Saifuddin Ibrahim ditetapkan Tersangka setelah Polisi periksa 14 Saksi
Karo Penmas Divisi Humas Polri Brigjen Ahmad Ramadhan mengungkapkan dalam proses penyidikan, pihaknya telah melakukan pemeriksaan terhadap 14 orang saksi dan ahli.
"Sembilan saksi dan empat saksi ahli.
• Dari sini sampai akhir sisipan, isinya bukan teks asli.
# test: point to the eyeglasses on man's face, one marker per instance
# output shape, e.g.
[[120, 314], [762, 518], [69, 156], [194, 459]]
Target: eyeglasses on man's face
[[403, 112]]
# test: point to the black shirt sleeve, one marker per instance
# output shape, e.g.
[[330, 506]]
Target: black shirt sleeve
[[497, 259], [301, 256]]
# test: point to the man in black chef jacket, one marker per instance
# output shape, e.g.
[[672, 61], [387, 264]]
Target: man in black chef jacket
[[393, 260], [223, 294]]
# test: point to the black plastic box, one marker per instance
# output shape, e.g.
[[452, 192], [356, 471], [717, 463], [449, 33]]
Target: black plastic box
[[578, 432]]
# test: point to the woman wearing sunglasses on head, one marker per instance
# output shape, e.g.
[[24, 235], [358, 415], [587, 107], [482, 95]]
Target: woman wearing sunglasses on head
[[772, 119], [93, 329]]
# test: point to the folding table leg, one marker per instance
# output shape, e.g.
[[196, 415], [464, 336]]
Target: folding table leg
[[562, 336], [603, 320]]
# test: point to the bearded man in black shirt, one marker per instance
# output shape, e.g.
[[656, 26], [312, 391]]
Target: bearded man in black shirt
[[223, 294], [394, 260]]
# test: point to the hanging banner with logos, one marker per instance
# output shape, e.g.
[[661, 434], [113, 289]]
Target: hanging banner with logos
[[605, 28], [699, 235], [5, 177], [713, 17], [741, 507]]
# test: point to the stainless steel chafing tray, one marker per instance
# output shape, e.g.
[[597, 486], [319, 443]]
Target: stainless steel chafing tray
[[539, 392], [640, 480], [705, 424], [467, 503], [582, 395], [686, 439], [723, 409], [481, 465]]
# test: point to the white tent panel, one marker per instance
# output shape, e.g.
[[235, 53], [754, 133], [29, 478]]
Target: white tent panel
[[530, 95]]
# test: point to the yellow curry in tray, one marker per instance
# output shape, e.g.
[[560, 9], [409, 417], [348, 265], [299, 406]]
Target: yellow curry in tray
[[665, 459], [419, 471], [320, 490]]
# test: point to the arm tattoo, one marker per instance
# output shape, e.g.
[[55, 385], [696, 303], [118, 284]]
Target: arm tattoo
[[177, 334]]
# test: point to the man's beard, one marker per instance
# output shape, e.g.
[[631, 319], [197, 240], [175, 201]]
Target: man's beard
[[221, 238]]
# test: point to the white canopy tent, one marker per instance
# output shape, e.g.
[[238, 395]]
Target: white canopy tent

Terdiri dari ahli bahasa, ahli agama islam, ahli ITE dan ahli pidana," ujar Ramadhan dalam jumpa pers di Gedung Humas Polri, Jakarta Selatan, Rabu (30/3/2022).
Menurut Ramadhan, penyidik Direktorat Tindak Pidana Siber Bareskrim telah meningkatkan status penyidikan perkara tersebut pada tanggal 22 Maret 2022.
"Dan telah menetapkan Saifuddin Ibrahim sebagai tersangka pada tanggal 28 Maret 2022," kata Ramadhan.
Atas perbuatannya, Saifuddin Ibrahim disangka melanggar Pasal 45A ayat (2) Jo Pasal 28 ayat (2) UU Nomor 19 Tahun 2016 tentang Perubahan atas UU Nomor 11 Tahun 2008 Tentang ITE dan/atau Pasal 156 KUHP dan/atau Pasal 156a KUHP dan/atau Pasal 14 ayat (1), ayat (2) dan/ atau Pasal 15 UU Nomor 1 tahun 1946 tentang Peraturan hukum Pidana.
Saifuddin Ibrahim masih di Luar Negeri
Seperti diberitakan sebelumnya, penyidik Bareskrim Polri melakukan penyelidikan terkait dugaan penistaan agama yang dilakukan Saifuddin.
Dedi menuturkan penyelidikan dilakukan setelah pihaknya menerima laporan polisi Nomor LP/B/0133/III/2022/SPKT Bareskrim Polri tertanggal 18 Maret 2022 atas nama pelapor Rieke Vera Routinsulu.
"Dari hasil penyelidikan diperoleh informasi bahwa saudara Saifuddin Ibrahim saat ini berada di luar negeri (Amerika Serikat)," kata Dedi Prasetyo kepada wartawan pada 18 Marat 2022.
Polisi juga akan melakukan koordinasi dengan Direktorat Jenderal Imigrasi Kementerian Hukum dan Hak Asasi Manusia (Ditjen Imigrasi Kemenkumham) terkait dugaan keberadaan SI di Amerika Serikat.
Selain itu, Bareskrim juga akan melakukan koordinasi dengan Federal Bureau of Investigation (FBI).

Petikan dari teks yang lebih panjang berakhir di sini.